Vix will don a flashy new design as imagined by Michael Cerdá, former vice president of Disney+, who was poached to coordinate product and engineering on the platform. It will host the likes of Salma Hayek, Peruvian Nobel Prize–winner Mario Vargas Llosa, Eugenio Derbez, and Yalitza Aparicio. It will cloak itself in the power of futbol, which will once again act as the strategic attractor of subscribers, as it has historically done for Televisa. It will primp and preen with the prestige afforded by having Google and Softbank as investors, technological allies that will allow Vix to present itself as a member of high digital society.
But the way content will be produced will not change much. Although the ad-run version of Vix can expect to retain its old followers, who will return for the same old telenovelas, football, and newscasts, making it attractive to the big advertisers it will need to survive, Vix+’s outlook is less optimistic.
Vix+ lacks the status and prestige of other streaming services among newer audiences. Add to that a changing global media landscape, one in which Netflix’s most famous product is a Korean series. In Mexico alone, Netflix announced that it will invest $300 million in 2021 to launch 50 original productions; that’s $100 million more than in 2020. At the regional level, Disney+ reported at the end of 2020 that 70 original productions were in development. Meanwhile, at its regional launch in June of last year, HBO Max anticipated the premiere of 100 original productions in the next two years.
Meanwhile, Vix will be going all-out in Spanish-language content when that seems to matter less than ever to audiences increasingly watching multilingual, international content. To make matters worse, because original productions will continue to be TelevisaUnivisión’s main product, they will have to crank content out at an unprecedented rate to keep up with multinational content creators like Netflix and Disney, while not offering additional services the way Amazon and Apple do.
Vix is too late to the streaming party. If the financial markets initially believed Netflix when it promised that profitability lay behind acquiring subscribers at any cost, its recent slowdown has led investors to punish all streaming platforms equally.
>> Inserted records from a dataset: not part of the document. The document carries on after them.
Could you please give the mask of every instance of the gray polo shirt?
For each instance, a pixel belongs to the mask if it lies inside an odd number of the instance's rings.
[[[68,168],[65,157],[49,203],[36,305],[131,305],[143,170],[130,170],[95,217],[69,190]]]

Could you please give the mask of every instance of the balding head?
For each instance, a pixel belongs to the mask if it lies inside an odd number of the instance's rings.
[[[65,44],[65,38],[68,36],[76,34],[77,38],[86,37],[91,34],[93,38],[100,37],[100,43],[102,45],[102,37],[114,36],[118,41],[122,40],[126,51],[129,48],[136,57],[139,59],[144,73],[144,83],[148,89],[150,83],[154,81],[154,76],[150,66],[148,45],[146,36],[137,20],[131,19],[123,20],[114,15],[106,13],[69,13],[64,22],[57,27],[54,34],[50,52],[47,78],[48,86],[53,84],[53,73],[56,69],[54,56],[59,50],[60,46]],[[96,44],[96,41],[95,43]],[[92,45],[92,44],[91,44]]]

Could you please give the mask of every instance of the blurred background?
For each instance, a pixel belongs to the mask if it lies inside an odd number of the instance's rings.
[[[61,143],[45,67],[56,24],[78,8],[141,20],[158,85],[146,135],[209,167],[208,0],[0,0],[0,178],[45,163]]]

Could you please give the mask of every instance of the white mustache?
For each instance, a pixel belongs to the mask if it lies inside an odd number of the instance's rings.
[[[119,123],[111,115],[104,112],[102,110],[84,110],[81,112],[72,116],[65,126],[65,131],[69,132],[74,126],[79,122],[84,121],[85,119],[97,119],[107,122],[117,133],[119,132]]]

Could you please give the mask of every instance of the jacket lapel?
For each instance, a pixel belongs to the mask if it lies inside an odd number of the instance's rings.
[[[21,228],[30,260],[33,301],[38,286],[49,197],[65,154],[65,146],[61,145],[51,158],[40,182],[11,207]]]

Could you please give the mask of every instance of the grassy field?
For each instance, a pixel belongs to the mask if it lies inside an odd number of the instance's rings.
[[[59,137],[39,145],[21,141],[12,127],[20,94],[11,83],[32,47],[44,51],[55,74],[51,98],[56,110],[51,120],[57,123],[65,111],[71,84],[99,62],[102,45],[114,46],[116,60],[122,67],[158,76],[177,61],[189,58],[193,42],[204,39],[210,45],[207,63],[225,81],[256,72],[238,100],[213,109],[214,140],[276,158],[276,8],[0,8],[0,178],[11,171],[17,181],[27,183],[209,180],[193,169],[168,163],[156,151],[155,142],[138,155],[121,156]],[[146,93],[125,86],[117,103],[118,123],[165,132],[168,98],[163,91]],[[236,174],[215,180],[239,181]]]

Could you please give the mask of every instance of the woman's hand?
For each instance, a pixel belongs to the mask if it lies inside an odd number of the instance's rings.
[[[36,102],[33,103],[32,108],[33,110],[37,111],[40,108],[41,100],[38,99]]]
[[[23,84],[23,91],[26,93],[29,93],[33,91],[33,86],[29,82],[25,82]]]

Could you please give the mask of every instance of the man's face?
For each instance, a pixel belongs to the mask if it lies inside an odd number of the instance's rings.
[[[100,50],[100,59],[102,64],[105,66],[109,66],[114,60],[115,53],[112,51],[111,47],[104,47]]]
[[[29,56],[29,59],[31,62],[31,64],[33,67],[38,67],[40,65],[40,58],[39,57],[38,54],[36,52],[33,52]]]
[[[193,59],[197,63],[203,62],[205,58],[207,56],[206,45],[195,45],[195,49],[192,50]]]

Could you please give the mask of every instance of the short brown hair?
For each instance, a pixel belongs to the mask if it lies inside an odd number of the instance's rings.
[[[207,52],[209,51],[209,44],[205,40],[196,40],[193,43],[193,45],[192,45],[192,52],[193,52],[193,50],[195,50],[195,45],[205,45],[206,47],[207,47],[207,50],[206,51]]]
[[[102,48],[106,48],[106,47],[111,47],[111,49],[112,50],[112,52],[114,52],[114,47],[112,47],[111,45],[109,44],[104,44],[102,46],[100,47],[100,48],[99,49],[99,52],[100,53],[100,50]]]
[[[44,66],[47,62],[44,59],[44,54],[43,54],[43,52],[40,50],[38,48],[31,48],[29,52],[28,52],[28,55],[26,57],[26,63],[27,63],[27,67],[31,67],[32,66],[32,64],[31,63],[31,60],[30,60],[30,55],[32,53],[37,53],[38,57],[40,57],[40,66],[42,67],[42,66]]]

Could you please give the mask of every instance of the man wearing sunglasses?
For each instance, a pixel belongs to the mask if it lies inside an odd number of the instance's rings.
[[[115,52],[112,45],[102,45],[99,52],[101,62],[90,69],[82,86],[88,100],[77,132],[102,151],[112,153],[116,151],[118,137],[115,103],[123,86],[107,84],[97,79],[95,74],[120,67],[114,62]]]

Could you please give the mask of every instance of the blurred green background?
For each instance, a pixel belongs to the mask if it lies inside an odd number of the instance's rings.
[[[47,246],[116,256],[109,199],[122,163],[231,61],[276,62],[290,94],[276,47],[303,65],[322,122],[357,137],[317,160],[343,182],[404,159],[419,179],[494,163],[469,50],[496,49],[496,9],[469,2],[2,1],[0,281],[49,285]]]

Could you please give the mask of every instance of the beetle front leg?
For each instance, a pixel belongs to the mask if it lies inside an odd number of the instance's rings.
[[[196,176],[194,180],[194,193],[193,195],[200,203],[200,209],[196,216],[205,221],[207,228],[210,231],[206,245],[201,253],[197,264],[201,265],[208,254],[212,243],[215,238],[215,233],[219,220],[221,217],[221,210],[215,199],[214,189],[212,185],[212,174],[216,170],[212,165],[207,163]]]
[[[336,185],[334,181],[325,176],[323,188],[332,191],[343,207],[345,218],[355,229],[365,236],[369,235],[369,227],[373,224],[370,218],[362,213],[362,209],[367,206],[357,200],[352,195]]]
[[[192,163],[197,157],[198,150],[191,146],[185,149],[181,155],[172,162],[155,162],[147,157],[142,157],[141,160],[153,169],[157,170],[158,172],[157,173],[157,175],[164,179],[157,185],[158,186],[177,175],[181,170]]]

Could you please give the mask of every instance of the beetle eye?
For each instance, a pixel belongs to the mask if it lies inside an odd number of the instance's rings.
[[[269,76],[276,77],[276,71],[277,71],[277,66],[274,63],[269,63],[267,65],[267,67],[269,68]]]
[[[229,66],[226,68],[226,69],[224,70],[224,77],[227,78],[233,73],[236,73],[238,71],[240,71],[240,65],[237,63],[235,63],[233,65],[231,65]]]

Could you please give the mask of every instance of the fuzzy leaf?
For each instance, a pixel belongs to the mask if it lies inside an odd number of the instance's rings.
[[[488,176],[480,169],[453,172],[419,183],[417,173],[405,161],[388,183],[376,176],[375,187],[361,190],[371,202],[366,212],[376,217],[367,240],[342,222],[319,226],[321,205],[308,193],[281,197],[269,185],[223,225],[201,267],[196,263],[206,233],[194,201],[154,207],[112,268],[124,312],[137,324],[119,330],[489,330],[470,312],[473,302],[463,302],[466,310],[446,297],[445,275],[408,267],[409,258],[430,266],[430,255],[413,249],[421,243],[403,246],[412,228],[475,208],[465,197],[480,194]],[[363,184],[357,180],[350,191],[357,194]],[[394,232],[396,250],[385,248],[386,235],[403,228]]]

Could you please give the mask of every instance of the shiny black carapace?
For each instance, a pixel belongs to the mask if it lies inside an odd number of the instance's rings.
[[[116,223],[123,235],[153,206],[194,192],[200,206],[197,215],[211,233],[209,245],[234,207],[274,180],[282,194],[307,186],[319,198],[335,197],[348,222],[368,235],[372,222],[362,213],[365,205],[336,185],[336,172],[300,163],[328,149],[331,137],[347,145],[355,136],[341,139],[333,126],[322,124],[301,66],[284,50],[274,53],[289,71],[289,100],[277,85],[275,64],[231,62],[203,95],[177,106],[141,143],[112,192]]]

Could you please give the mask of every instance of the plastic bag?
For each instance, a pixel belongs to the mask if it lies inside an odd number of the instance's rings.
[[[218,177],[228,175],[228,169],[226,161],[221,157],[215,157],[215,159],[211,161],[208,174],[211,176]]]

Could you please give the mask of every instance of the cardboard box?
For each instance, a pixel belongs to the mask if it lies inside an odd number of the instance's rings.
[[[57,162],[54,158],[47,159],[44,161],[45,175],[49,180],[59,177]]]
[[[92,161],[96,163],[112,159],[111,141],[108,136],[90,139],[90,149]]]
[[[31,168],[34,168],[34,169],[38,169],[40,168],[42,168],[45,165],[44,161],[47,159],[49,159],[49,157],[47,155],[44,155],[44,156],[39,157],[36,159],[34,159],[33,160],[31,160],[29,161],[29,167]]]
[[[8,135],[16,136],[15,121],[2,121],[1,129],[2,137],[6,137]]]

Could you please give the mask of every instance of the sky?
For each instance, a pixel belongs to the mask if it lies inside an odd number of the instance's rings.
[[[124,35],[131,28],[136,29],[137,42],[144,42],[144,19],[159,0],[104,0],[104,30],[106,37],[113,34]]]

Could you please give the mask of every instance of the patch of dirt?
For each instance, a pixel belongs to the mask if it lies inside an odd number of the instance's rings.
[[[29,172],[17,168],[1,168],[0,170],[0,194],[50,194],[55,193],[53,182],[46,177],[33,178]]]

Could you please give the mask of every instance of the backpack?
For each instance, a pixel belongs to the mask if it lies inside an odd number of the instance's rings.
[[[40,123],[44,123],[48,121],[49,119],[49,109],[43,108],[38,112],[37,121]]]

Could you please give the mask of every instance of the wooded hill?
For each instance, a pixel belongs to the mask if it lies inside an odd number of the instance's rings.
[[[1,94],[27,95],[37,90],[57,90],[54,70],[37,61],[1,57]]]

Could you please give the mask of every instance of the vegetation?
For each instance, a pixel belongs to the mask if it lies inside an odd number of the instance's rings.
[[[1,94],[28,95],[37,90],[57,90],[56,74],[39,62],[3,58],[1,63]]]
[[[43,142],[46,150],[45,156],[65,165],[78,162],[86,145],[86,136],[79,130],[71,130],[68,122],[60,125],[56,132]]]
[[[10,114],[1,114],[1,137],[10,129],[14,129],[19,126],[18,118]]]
In the last quarter, Paramount+ added more than 7 million subscribers. And what was it met with? A 20% drop in the value of its shares. Why? Because the paradigm has changed: It is now assumed that the bounty for whoever wins the streaming wars will be a much smaller business than previously thought.
Vix has arrived late to a dying party. That it’s brought along the same content it’s always bet on smacks of a lost battle.